September 8, 2018 / 11:17 AM / 14 days ago

France could accept compensating Ireland over EU digital tax: officials

VIENNA (Reuters) - France is willing to consider ways to compensate Ireland for possible lost revenue resulting from a proposed European Union tax on big internet companies, French officials said.

European Union finance ministers are aiming to agree on a tax on big companies’ digital turnover by the end of the year, amid an easing of doubts about the move in some countries.

Ireland, where many U.S. internet giants book their profits in Europe, much to the frustration of other countries like France, has so far been most opposed, French officials said.

“We are ready to give Ireland more of the revenues. It doesn’t seem illegitimate to give something to Ireland,” one French official said on Saturday.

Under a proposal from the European Commission in March, EU states would charge a 3 percent levy on digital revenues of large firms like Google and Facebook that are accused of routing their profits to the bloc’s low-tax states.

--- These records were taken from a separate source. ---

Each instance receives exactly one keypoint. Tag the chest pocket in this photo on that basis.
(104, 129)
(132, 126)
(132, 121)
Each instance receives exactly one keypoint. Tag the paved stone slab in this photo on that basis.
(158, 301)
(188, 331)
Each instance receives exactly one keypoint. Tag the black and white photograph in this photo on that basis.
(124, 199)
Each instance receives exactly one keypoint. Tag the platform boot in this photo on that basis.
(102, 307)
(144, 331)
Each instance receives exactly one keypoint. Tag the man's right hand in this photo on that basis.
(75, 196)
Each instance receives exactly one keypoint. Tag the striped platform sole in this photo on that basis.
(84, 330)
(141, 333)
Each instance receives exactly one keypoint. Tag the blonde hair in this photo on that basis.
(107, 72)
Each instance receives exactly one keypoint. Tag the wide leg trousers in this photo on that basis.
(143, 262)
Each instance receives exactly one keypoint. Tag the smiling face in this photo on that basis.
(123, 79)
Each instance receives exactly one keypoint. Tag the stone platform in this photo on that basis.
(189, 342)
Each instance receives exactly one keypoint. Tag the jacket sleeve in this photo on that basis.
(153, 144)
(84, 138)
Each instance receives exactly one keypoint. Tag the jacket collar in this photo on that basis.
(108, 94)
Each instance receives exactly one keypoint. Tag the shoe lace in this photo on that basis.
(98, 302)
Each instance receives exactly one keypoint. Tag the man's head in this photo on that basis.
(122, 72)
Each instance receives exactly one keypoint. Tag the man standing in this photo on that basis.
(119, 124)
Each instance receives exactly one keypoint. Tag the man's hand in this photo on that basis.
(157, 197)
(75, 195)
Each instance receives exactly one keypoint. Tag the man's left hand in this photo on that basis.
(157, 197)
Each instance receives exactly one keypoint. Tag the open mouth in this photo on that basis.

France has a lot riding on the tax as it is one of the key objectives of President Emmanuel Macron’s European agenda and he says it is necessary to show to voters that the European Union is capable of delivering concrete progress.

Eager to get other countries’ backing for the tax, French Finance Minister Bruno Le Maire proposed to his EU counterparts on Saturday at a meeting in Vienna the introduction of a “sunset clause” in the tax to ensure it is only temporary.

The idea is that the EU tax would cease to exist once the Organisation for Economic Cooperation and Development comes up with a long-term global solution to the taxation of internet companies, which is not expected before several years.

Irish Finance Minister Paschal Donohoe said that Dublin recognized the need for progress in the way digital companies are taxed, but that the solution should be at the global level.

Asked if more favorable treatment for Ireland in EU budget negotiations could change Dublin’s stance on the tax, he said that talks were already “exceptionally complicated and we are yet to move into the intense phase of those negations.”

“So I think there will be enough challenges there with for example Brexit and the differing views that the other member states have about the size of that budget,” he added.

The aim is to get an agreement on the tax before the end of the year when campaigning will get underway in full for European Parliament elections next May.